El columnista del rotativo bogotano empieza su espacio diciendo que le perece “una vergüenza” que los candidatos presidenciales para el 2022 tengan todos “investigaciones o temas oscuros” que aún no han podido “esclarecer”. 

Primero, hace referencia a “la izquierda” y señala el episodio de Gustavo Petro y el video en el que recibe bolsas llenas de dinero, en un caso que “nunca ha podido terminar de explicar de mamera creíble”, apunta en ese periódico.

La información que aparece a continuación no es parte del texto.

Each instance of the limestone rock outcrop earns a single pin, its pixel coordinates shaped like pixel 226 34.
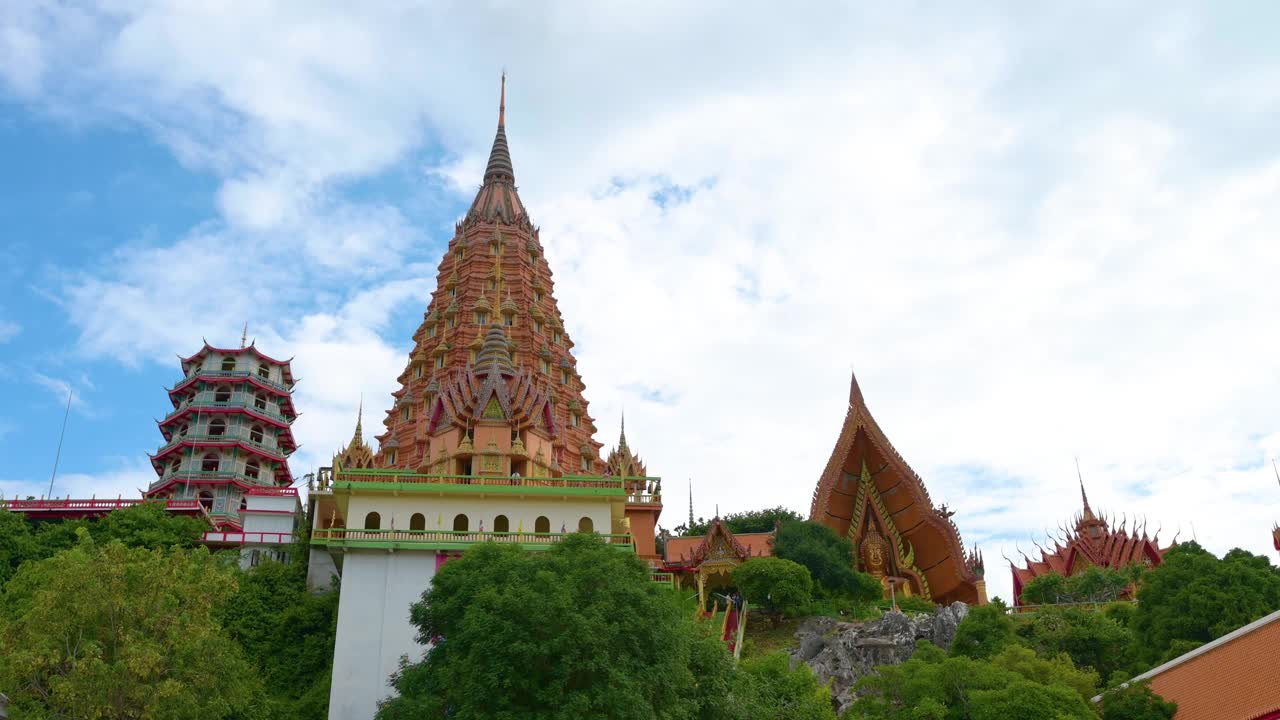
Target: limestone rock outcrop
pixel 845 652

Posteriormente, menciona a “la derecha”, donde está el candidato “que diga Álvaro Uribe”, de quien Akerman se refiere como “el expresidente procesado por manipulación de testigos y fraude procesal”. 

Para unirse al ‘club’, ahora se ve cómo “la alternativa del centro”, con Sergio Fajardo, se ve manchada por la más reciente imputación de la Contraloría General de la República, por irregularidades en el caso Hidroituango, contra el exgobernador de Antioquia. 

Akerman continúa diciendo que por sus “visiones de proyecto país” él se alinea en “el centro” y que por esa razón dedicó centrar su columna semanal en la imputación contra Fajardo.  

El columnista apunta a que fue una cadena de errores la que llevó a la tragedia ambiental en Hidroituango, y al detrimento de 4.1 billones de pesos, pero que Fajardo no está tan alejado del tema como el propio exgobernador quiere hacer parecer. 

Yohir Akerman recuerda que Sergio Fajardo se ha excusado diciendo que él no podía ir presencialmente a todas las juntas de directivos de Hidroituango (delegaba a personas) y que esa junta no tomaba “decisiones técnicas de construcción, ya que eso le correspondía a EPM (Empresas Públicas de Medellín)”. 

A pesar de esto, Akerman señala que a Fajardo le correspondió “la mayor parte de la ejecución del proyecto” y que él era “el mayor propietario de la obra, con el 50,7 % de la inversión”. 

De hecho, Akerman recuerda que cuando Fajardo era candidato presidencial, en 2018, publicó un comunicado en el que “negó cualquier responsabilidad en los problemas de Hidroituango” 

En un fragmento del documento, publicado el 13 de mayo de 2018, y recopilado por Akerman, Fajardo escribió: “La gobernación que lideré (2012-2015) no tiene responsabilidad sobre lo que está ocurriendo”.

En este video, publicado el pasado viernes, Sergio Fajardo respondió a la imputación de la Contraloría:

El columnista añade que Fajardo incluso “sacaba pecho” en las rendiciones de cuentas durante los primeros pasos del proyecto de Hidroituango 

Akerman agrega que más allá de que Fajardo desee excusarse en el hecho de que él delegaba a otros funcionarios para que lo representaran en la junta directiva, delegar a una persona no acaba con su responsabilidad. 

Fajardo delegó al gerente del Instituto para el Desarrollo de Antioquia (Idea). Actas de las reuniones de la junta directiva, publicadas por Akerman, dan cuenta de cómo el Idea hizo parte activa de la planeación y contratación de Hidroituango. 

Pero Akerman va más allá y dice que cuando las cosas empezaron a fallar, Fajardo recibió informes en los que se le detalló “la situación de Hidroituango y los problemas que allí estaban sucediendo”. 

Problemas en la escala salarial de los trabajadores, atrasos en el proyecto, líos con los contratistas, incumplimientos, sobrecostos y demás temas fueron informados a Fajardo, según reza en los documentos difundidos por Akerman. 

El columnista apunta a que Fajardo terminó su cargo como gobernador de Antioquia en 2015 y, al hacerlo, presentó Hidroituango como “uno de los grandes resultados de su administración”. 

Finalmente, el columnista recrimina al exgobernador por su postura al conocerse la imputación por el caso. “Lavarse las manos y responsabilizar a los otros actores, como lo está haciendo, no le queda nada bien”, concluye Akerman en El Espectador.